This is 15 modules (7.5v 60ah per module) 3 modules in parallel, 5 groups in series, so 180ah and 37.5v. The original was 36v.

I'm experimenting with the onboard charger for now, it seems to pump electrons just fine though, and has a timer. More refinement would be good of course, but it is functioning, and there's lawns that need mowing  @36v it was drawing 13A from the wall, @38v it was down to 10, a little bit of warm air coming out of the charger tunnel.

The modules get a good bit of compression from the battery box/shimming and the front box is now empty. It lost about 351 pounds in the conversion.

Need an ammeter/voltmeter for starters. And a better charge control, maybe something resembling a bms at some point.

edit, here is what I use for balance/voltage monitoring http://www.diyelectriccar.com/forum...-pack-balance-monitor-batt-bridge-165953.html


----------



## dcb (Dec 5, 2009)

so I was knocking down some very tall grass with the deck up and the left deck motor quit (right was replaced at some point). I have a spare parts motor, will combine them for now.

I had quit charging @ 4.08 volts on the highest battery, the whole pack still reads about 40 volts after about 1/3 acre of serious (and wet) grass, it has plenty of capacity and power.
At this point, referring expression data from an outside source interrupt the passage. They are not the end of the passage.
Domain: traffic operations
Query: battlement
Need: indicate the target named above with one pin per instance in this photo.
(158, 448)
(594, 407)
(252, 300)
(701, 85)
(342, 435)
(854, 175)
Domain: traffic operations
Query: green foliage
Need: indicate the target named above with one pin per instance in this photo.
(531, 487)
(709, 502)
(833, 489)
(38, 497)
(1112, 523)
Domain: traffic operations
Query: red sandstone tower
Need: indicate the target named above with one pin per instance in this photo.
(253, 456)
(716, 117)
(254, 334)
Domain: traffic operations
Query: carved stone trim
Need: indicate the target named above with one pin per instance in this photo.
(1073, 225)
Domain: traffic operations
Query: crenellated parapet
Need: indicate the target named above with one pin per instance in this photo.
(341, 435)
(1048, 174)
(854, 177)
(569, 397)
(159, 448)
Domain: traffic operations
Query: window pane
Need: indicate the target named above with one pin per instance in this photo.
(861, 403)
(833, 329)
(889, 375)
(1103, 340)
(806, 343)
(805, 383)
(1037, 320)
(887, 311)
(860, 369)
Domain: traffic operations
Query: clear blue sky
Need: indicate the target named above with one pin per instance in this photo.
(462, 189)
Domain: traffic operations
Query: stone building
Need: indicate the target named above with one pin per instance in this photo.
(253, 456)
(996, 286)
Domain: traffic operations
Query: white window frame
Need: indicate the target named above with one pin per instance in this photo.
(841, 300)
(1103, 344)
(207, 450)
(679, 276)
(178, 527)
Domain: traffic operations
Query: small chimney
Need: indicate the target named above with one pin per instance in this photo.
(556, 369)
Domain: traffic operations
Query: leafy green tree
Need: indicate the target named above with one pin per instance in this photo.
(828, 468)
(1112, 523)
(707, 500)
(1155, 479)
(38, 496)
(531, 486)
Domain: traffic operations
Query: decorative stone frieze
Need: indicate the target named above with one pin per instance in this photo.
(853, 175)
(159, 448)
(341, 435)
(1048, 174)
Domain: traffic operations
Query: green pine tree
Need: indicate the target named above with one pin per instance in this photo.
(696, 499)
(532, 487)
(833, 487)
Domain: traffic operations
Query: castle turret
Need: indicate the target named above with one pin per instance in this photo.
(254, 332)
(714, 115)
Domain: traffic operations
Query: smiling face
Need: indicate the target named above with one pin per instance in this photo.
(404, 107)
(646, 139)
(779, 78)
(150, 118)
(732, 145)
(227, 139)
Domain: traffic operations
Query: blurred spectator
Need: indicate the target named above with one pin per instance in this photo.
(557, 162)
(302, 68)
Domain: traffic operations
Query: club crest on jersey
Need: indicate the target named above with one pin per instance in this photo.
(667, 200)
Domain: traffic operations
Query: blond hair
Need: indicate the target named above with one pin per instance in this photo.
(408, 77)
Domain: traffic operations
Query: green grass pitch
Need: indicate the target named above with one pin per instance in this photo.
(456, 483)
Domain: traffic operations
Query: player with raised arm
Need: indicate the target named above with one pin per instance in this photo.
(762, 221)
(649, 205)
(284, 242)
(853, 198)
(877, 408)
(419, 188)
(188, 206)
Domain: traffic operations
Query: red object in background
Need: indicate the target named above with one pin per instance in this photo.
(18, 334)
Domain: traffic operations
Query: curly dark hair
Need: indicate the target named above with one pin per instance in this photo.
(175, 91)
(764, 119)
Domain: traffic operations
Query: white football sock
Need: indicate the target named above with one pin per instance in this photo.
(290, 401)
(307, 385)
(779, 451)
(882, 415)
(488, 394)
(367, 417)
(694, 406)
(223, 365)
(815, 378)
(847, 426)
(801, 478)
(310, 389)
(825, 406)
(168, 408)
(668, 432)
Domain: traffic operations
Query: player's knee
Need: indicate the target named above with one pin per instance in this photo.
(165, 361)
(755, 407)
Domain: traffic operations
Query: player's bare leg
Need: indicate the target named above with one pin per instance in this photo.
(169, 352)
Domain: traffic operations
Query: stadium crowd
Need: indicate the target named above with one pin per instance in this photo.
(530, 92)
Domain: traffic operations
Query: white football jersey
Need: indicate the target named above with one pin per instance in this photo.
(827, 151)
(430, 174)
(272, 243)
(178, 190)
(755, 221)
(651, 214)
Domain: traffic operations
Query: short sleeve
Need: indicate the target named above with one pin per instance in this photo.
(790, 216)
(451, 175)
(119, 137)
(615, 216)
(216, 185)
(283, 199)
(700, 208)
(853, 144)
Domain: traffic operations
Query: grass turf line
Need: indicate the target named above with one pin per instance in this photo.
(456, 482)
I interrupted the initial charge to install a 100a shunt in the front box, where I just have the leads bolted together (don't know how accurate it is), which was indicating about 11.5mv, or 15.3 battery amps while the wall was at 7.5A (probably not true rms). @ 40v and 120v respectively would make the built in charger about %68 efficient.


----------



## electron bom (Dec 4, 2014)

I've never heard of an elec-track e10 before, but I've always thought an electric riding mower would be neat. 351lbs weight savings on that little tractor is amazing!  Nice Job!


----------



## onegreenev (May 18, 2012)

Excellent snag on the E10 mower. Nice use of Leaf modules.  I'm jealous, been looking for one for years.


----------